Forget true crime—we should make animal liberation stories into a movie or TV series!

I first learned about Free the Animals: The Amazing True Story of the Animal Liberation Front from Angela Bell, who shared some vegan books that impacted her when we met her at VEG Networking Canada. The book was first published by Noble Press in 1992. Lantern Books reprinted and revised the book in 2005 and released a 30th anniversary edition in 2012. I knew about PETA President Ingrid Newkirk, but did not know she’d authored this book.


Is Free the Animals a memoir?

This book is not a memoir because, by definition, a memoir is a book that chronicles the author’s story. This is not Newkirk’s story but that of a former cop named Valerie (not her real name) who led several animal liberation initiatives across the USA in the 1980s. Newkirk is a great writer and makes Valerie’s story seem like fiction, which is why I’m surprised this book wasn’t made into a movie.

Chapter 1 starts with Valerie seeing monkeys that were freed from Edward Taub’s lab in Silver Spring, Maryland, in 1981. Reported by then PETA President Alex Pacheco, a two-week trial followed at which Taub was found guilty of 6 counts.
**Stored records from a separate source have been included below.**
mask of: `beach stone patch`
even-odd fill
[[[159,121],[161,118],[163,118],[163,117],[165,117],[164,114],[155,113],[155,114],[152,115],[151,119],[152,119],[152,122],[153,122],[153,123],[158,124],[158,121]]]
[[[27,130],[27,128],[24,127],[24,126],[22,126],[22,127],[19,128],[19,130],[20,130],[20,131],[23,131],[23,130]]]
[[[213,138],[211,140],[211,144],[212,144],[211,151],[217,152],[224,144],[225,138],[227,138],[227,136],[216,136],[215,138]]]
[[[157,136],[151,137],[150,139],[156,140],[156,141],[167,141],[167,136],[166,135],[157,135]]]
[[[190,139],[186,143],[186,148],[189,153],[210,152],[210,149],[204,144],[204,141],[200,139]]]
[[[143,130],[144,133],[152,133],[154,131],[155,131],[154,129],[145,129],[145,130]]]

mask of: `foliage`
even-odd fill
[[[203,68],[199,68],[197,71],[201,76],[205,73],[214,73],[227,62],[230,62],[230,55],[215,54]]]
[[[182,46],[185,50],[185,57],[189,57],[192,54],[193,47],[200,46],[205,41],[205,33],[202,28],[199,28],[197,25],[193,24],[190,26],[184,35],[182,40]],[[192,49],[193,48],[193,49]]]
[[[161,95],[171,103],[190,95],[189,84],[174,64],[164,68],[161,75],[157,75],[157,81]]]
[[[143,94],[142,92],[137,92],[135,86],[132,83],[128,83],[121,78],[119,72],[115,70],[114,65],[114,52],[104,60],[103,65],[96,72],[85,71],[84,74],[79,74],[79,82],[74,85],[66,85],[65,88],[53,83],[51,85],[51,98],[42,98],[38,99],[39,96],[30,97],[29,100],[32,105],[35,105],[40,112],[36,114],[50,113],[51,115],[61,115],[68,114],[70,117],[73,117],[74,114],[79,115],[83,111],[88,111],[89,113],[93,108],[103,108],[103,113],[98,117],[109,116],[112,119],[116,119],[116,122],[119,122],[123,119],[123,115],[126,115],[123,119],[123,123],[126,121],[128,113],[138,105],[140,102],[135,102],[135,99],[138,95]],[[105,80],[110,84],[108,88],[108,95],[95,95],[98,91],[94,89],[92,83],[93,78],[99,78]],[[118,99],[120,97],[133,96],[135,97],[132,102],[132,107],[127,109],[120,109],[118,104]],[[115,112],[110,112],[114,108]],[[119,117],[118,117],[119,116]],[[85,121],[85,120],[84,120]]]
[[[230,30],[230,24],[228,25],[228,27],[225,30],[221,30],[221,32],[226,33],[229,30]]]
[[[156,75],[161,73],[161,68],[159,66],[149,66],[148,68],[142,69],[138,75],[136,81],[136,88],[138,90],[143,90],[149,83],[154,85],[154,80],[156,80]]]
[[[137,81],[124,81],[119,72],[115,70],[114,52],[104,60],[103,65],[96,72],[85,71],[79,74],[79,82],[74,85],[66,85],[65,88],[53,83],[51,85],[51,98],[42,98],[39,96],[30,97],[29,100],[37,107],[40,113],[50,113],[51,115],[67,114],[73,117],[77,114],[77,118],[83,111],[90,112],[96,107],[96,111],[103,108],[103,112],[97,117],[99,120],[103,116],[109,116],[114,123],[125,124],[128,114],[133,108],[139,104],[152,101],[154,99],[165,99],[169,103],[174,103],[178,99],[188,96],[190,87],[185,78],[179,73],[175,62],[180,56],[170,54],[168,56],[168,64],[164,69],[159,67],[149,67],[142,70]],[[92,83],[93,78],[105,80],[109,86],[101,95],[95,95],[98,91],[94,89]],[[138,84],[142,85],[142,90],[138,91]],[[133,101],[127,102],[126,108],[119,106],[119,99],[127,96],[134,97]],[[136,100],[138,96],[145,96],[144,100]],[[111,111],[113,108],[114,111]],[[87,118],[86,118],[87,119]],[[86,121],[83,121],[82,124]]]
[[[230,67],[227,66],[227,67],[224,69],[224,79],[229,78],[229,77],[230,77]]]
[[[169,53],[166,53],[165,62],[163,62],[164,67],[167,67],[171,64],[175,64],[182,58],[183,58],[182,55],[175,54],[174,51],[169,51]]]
Although he was successful in an appeal, it was overturned. That was when Valerie flew to London to become a part of the Animal Liberation Front (ALF).

Valerie—only to be called “V”—was blindfolded en route to the ALF HQs, which were somewhere in North England. She learned the group’s vocabulary and how to speak in code (to avoid being caught by phone taps). There was no drinking of alcohol and using phones was forbidden. She learned the ALF was inspired by the Bands of Mercy groups that were established in the 19th century.

After learning how to break into buildings to rescue animals (as safe as one can), alert the press, and use other physical tactics, Valerie returned to the US, quit her job at the police force, and recruited a small team. Their first rescue involved cats at Howard University.


Is Free the Animals a vegan book?

While this nonfiction book does not touch on veganism at all (Valerie is mentioned as a vegetarian at the time of the book’s publishing), I’d say it’s a seminal vegan nonfiction book. Freeing animals from horrible and cruel experiments or activities is, by definition, living by vegan values because to be a part of the harm and exploitation or turn a blind eye is inherently anti-vegan.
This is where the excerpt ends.